Design and synthesis of synII

Complete chromosome redesign of chromosome II was performed based on the Sc2.0 project standards (12) using the BioStudio design suite (14) to yield synII. Relative to the wild-type reference sequence, synII has 33 deletions (53,605 bp in total), 269 insertions (10,456 bp in total) and 14,949 single-nucleotide substitutions. Although synII represents a 5.3% reduction in sheer size compared to the native chromosome II, hundreds of designer features were encoded throughout this synthetic chromosome (table S1 and supplementary materials and methods). The extensive changes made to the chromosome naturally raise the question of whether there are any subtle phenotypic effects that may be missed using approaches described in previous studies.

Compared with previous synthetic strategies (12, 15), we devised an alternative modular assembly method for the construction of synII. This new approach enables parallel integration to speed assembly, while at the same time providing an effective route to debug potential phenotypic defects (see below). We divided synII into 25 megachunks (~30 kb each) using BioStudio, and each megachunk was then segmented by an in-house software “Segman” into minichunks (~3 kb) (fig. S1A), which are compatible with the Gibson assembly method (16) (fig. S1B) for construction into chunks (detailed information on megachunks, chunks, and minichunks can be found at www.syntheticyeast.org). Instead of performing step-by-step megachunk integration (SwAP-In) (15) from one end (left or right arm), we performed integration in parallel from both ends with two opposite mating type parental strains, YS000-L and YS000-R (fig. S1C), bearing synII-L and synII-R, respectively, which overlap by 30 kb, effectively reducing the overall integration time by almost 50% by parallelizing the integration effort. These two strains were crossed to produce a heterozygous diploid. Despite hundreds of modifications being introduced in synII, regions sharing substantial sequence similarity to the native chromosome remain that provide a template for unwanted meiotic recombination events. Following meiosis, the resulting haploid strains, many of which would be synthetic–wild-type hybrids, would require tremendous screening efforts to identify cells carrying full-length synII chromosomes. Therefore, we adopted an I-SceI–mediated strategy (17) to break synII-L and synII-R at a designed site, promoting mitotic recombination between them to generate the fully synthetic synII (fig. S1D). Induction of the lethal I-SceI–mediated double-strand DNA breaks at the junctions of synthetic and wild-type sequence introduced a strong selective pressure for the two semisynthetic segments to recombine, via a homology-directed repair mechanism.
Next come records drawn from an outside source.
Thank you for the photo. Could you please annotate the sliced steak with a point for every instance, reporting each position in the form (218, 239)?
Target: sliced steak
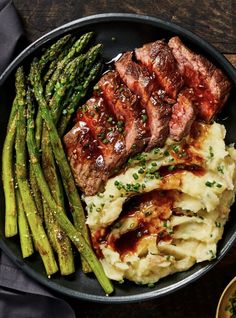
(140, 82)
(159, 113)
(126, 109)
(183, 115)
(94, 146)
(111, 142)
(211, 87)
(86, 159)
(159, 59)
(136, 77)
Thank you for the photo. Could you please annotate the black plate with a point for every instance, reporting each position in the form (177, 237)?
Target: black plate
(129, 31)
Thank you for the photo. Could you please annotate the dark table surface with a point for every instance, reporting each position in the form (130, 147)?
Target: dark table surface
(213, 20)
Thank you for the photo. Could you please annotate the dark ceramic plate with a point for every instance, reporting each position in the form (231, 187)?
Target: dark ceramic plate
(129, 31)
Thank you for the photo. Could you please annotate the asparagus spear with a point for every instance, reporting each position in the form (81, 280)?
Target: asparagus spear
(76, 237)
(76, 49)
(50, 54)
(40, 239)
(58, 238)
(53, 51)
(35, 191)
(24, 232)
(64, 167)
(66, 80)
(7, 164)
(90, 58)
(75, 99)
(53, 65)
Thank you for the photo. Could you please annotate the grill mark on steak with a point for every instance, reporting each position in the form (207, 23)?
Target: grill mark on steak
(210, 85)
(158, 58)
(140, 82)
(183, 115)
(126, 108)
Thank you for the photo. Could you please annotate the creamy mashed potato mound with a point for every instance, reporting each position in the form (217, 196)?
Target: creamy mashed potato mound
(192, 185)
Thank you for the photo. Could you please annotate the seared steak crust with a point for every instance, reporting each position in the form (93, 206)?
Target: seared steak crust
(138, 105)
(140, 82)
(86, 159)
(210, 85)
(183, 115)
(111, 142)
(136, 77)
(127, 111)
(159, 113)
(159, 59)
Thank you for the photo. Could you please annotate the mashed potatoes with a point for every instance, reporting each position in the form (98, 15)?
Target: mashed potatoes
(192, 186)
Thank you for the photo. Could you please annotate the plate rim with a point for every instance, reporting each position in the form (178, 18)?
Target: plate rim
(59, 31)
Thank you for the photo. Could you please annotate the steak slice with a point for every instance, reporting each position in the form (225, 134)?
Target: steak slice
(126, 109)
(159, 59)
(210, 85)
(136, 77)
(183, 115)
(94, 146)
(140, 82)
(159, 113)
(86, 159)
(111, 142)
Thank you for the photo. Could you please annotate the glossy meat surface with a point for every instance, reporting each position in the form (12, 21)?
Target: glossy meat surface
(210, 85)
(158, 58)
Because our recombination strategy is designed to generate a markerless synII and leave the URA3 marker on wild-type chromosomes, we observed a 10-fold increase in the URA3-deficient colony numbers upon I-SceI induction, as judged by marker loss screening, suggesting that our strategy can greatly bias the crossover events toward the designated regions. The resulting synthetic chromosome II strain (version yeast_chr02_9.01) was identified by the PCRTag method (figs. S2 and S3).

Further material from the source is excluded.